Radio advertising, print advertising, television advertising…and now, in one fell (small) acquisition swoop, Google targets in-game advertising with the purchase of AdScape Media:
What is AdScape?
A small in-game advertising company offering dynamic delivery of advertising with plot and storyline integration, making its solutions a truly interactive marketing platform. Adscape supports sophisticated demographic and geographic targeting and also provides a robust reporting interface for marketers.
What will be the mission of AdScape going forward? It will be a Googley one:
Coming up with some interesting new ways to introduce non-intrusive and targeted advertising in order to make gaming accessible and affordable for all, Bernie Stolar, “Dean of Games” suggests.
Yes, Google’s next step in its never ending mission to foster democracy by organizing the world’s information, is to make all the world’s games accessibly advertising supported.
Does Google have a shot?
In “Can Google crack $74 billion TV ad market?” I discuss Google’s difficulties in penetrating into radio advertising to illustrate why Google is not destined to dominate all the world’s advertising, despite its grandiose ambitions.
What about in-game advertising? “We have been in discussions with many in the game development community and hope to partner with both large and small game publishing companies," Google offers, as fellow ZDNet blogger Mary Jo Foley reports.
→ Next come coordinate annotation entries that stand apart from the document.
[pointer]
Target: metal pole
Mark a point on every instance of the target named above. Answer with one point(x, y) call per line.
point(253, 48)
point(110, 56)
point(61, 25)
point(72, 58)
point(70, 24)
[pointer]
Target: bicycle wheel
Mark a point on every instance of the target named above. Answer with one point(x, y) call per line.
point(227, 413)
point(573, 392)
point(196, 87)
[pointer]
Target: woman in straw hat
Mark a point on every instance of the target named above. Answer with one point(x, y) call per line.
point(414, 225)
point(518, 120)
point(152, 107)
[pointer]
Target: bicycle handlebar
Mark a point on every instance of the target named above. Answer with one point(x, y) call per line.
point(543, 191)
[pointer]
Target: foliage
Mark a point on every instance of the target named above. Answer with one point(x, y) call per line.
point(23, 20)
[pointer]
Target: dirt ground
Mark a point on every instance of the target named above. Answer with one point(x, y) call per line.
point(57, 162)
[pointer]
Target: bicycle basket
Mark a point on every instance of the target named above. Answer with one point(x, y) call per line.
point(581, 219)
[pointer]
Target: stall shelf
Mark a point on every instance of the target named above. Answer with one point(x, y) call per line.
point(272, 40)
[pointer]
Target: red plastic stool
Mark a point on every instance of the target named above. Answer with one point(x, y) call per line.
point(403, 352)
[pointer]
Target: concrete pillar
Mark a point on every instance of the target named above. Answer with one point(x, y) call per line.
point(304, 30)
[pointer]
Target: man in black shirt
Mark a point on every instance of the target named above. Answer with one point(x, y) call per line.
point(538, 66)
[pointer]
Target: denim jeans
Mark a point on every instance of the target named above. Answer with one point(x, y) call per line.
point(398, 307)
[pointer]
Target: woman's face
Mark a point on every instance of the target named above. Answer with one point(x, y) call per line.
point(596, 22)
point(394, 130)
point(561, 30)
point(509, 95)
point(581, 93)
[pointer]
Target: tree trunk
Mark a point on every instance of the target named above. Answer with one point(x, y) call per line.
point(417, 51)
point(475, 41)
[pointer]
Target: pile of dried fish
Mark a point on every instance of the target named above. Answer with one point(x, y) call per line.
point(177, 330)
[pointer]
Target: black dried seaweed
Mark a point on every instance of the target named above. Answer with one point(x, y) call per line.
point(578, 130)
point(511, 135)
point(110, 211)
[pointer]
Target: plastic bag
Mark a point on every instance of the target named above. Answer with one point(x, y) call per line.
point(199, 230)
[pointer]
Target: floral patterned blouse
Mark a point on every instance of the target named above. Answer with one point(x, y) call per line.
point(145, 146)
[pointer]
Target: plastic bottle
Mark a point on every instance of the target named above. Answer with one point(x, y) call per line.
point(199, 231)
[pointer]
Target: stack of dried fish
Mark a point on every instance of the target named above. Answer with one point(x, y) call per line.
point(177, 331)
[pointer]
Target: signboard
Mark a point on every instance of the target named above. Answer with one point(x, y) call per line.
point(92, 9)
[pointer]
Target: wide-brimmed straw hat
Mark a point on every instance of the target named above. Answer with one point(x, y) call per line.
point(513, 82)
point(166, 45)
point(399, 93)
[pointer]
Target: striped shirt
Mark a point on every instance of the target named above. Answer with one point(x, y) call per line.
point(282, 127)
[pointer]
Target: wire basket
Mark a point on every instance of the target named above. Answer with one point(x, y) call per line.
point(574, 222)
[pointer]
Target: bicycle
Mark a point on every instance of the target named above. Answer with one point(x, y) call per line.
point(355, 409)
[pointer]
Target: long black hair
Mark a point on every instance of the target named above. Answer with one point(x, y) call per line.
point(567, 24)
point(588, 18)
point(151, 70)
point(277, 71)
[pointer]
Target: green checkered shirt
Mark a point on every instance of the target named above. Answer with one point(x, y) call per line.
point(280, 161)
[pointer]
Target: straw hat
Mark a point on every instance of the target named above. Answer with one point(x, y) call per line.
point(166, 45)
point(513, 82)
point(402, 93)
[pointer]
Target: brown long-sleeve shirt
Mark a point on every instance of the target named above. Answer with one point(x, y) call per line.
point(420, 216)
Undoubtedly, just as Google has been in (many) discussions with the radio industry community, hoping to strike lucrative partnerships.
More than a year after Google’s acquisition of its touted radio advertising platform, dMarc Broadcasting, however, Google has not sufficiently “partnered” to support launch of a Google Audio Ads radio advertising product into the marketplace.
Nevertheless, is now in-game advertising competitor Microsoft Massive worried?
Just this week, Steve Ballmer, CEO, Microsoft, acknowledged the threats he worried about most were new business models, such as advertising-based media sites:
If somebody came to you and said you have a new competitor that has no price and has no cost structure, you might stay up a night or two on that one, he said while visiting his alma matter, Stanford Graduate School of Business.